Kendati pada dasarnya baik untuk kesehatan, makanan siap saji kena cukai tentu akan memberikan dampak tertentu bagi kehidupan perekonomian di Indonesia. Sebut misalnya pedagang kaki lima yang kurang mengerti kebijakan pemerintah, tentu hal ini akan menjadi sesuatu yang baru dan menyulitkan bagi mereka.


Kemudian pemberlakuan tersebut juga bisa meningkatkan pengeluaran konsumsi masyarakat karena setiap produk siap saji terkena cukai. Biaya tentunya akan meningkat, mengingat biaya cukai harus ditambahkan sebagai modal industri.


Dikutip dari Rakyat Merdeka, menyikapi kebijakan terkait, Ali Mahsun Atmo, Ketua Umum Asosiasi Pedagang Kaki Lima Indonesia (APKLI), memberikan sedikit komentar. Aturan tersebut diklaim bukan dimaksudkan untuk menyehatkan masyarakat, tapi memberatkan beban mereka.


Pria itu juga menyebutkan bahwa makanan siap saji kena cukai merupakan simbol “Loss Control of Power”. Secara singkat mengibaratkan pihak yang memiliki kekuatan malah membuat aturan “tak terkontrol”.


Lebih dari itu, ditekankan bahwa penerapan aturan tidak sesuai dengan Pembukaan UUD 1945 yang memperhatikan kepentingan hidup khalayak. Begitu pula pendapat Agus Sujatno, Pengurus Harian Yayasan Lembaga Konsumen Indonesia (YLKI), yang meminta ketentuan ini dikaji lagi.


Kesimpulan


Berdasarkan pembahasan di atas, makanan siap saji kena cukai diatur demi mengupayakan kesehatan masyarakat Indonesia. Kemudian membatasi penggunaan zat gula, garam, serta konsumsi pangan olahan siap saji.

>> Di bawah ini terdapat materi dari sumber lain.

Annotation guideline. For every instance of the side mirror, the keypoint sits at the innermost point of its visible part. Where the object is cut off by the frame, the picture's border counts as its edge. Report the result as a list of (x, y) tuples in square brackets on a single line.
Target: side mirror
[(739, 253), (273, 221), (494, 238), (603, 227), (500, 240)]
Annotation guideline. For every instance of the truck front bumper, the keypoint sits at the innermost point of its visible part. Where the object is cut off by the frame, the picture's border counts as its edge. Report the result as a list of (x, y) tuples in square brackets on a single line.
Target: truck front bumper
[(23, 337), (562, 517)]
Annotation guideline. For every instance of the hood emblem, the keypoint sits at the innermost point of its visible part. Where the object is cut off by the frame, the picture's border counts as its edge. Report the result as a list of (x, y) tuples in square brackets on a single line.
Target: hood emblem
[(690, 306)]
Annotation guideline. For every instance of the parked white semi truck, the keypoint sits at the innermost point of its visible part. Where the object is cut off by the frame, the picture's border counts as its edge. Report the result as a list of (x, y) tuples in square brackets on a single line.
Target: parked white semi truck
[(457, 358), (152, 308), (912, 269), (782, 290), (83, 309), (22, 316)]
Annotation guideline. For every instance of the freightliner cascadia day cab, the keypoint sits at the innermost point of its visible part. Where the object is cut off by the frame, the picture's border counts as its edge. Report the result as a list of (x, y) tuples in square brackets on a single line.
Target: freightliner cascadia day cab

Kebijakan tersebut didasarkan pada PP Nomor 28 Tahun 2024 yang isinya pelaksanaan terhadap UU Nomor 17 Tahun 2023. Kendati maksudnya positif, tetap ada potensi negatif di berbagai bidang lain yang akan muncul.


Oleh sebab itu, pemerintah semestinya melakukan pengkajian ulang terhadap penerapan kebijakan ini. Kenyataannya, peraturan tersebut bisa memicu lonjakan pengeluaran ekonomi lantaran para produsen harus membayar cukai.


Konsumen pun pasti akan merasa keberatan karena barang yang sebelumnya dijual normal mengalami kenaikan harga. Titik tengah dari kontroversi makanan siap saji kena cukai ini mesti segera dicari dengan melihat berbagai sektor lain yang terkena pengaruhnya.


Dengan adanya komunikasi, permasalahan yang berpotensi timbul di kemudian hari bisa terselesaikan secara baik-baik. Bahkan, pemerintah dan masyarakat dapat tetap menjalankan kesehariannya tanpa perlu adu argumentasi lagi.